Pythonic access to audio files: python-wavefile

Posted 2014-06-30

Last week, python-wavefile received a pull request from the PyDAW project to make it compatible with Python3. So, I awaked the project to pull the contributions and addressing some of the old pending tasks.

I did not realize python-wavefile got more relevance than most of my github projects: Other people, not just me, are actually using it, and that’s cool. So I think I owe the project a blog entry… and maybe a logo.

python-wavefile is a Python module to read and write audio files in a pythonic way.

Instead of just exposing the C API of the powerful Eric De Castro Lopo’s libsndfile, it enables common Python idioms and numpy bridging for signal processing. There are many Python modules around wrapping libsndfile including an standard one. At the end of the article I do a quick review of them and justify why i did yet-another libsndfile Python wrapper.

History

This module was born to cover the needs I had while doing research for my PhD thesis on 3D audio. I needed floating point samples and multi-channel formats for Higher Order Ambisonics and multi-speaker mix-down. I also needed efficient block processing, as well as the inefficient, but sometimes convenient, Matlab-like load-it-all functionality.

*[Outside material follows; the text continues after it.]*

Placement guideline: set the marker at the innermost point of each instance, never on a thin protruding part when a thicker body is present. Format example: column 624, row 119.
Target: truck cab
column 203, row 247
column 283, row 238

This is why I proposed Xavi Serra, when he was starting his Master Thesis, a warm-up exercise: Mocking up Python bindings for the libsndfile library using different methods: Cython, CPython module, Boost, CTypes, SIP… That exercise resulted in several mock-ups for each binding method, and an almost full implementation using CPython. But the [CPython code] became too complex, which led to the double layer strategy Xavi finally used for iPyCLAM. That is, a lower narrow layer making the C API available to Python as is, and a user layer adding all the Python sugar.

So I created python-wavefile by reimplementing the user API we defined with Xavier Serra but relying on the C-API wrapping defined in libsndfile-ctypes.

Python-wave, the official API and the root of all evil

Why do we do that? The root of all evil is Python official module to deal with wave files. It is based on libsndfile as well, but the Python API is a crap, a real crap:

:-) As standard lib it is available on every Python install, but…
:-( It has nasty accessors like getcomptype, getsampwidth…
- Names with a hard to read/remember combination of shorts
- Using getters instead of properties
:-( It just opens WAV files, and none of the many formats libsndfile supports
:-( It just opens Mono and Stereo audio.
:-( It just opens some limited encodings.
- A patch to implement floating point samples was rejected because… well, who knows
:-( Data is passed as coded byte strings.
- On writting, users are responsable of encoding samples which is a low level and error prone task.
- Even worse, on reading, users have to implement decoding for every kind of encoding available.
- Libsndfile actually does all this stuff for you, so why the hell to use the raw interface?
:-( It ignores Python constructs and idioms:
- Generators to access files progressively in iterations
- Context managers to deal safely with file resources
- Properties instead of getters and setters
:-( It allocates a new data block for each block you read, which is a garbage collector nightmare.
:-( It has no support for numpy
- A core lib cannot have a dependency on numpy but it is quite convenient feature to have to perform signal processing

Because of this, many programmers built their own libaudiofile wrapper but most of them fail for some reason, to fulfill the interface I wanted. Instead of reinventing the wheel I reused design and even code from others. At the end of the article I place an extensive list of such alternatives and their strong and weak points.

The API by example

Let’s introduce the API with some examples.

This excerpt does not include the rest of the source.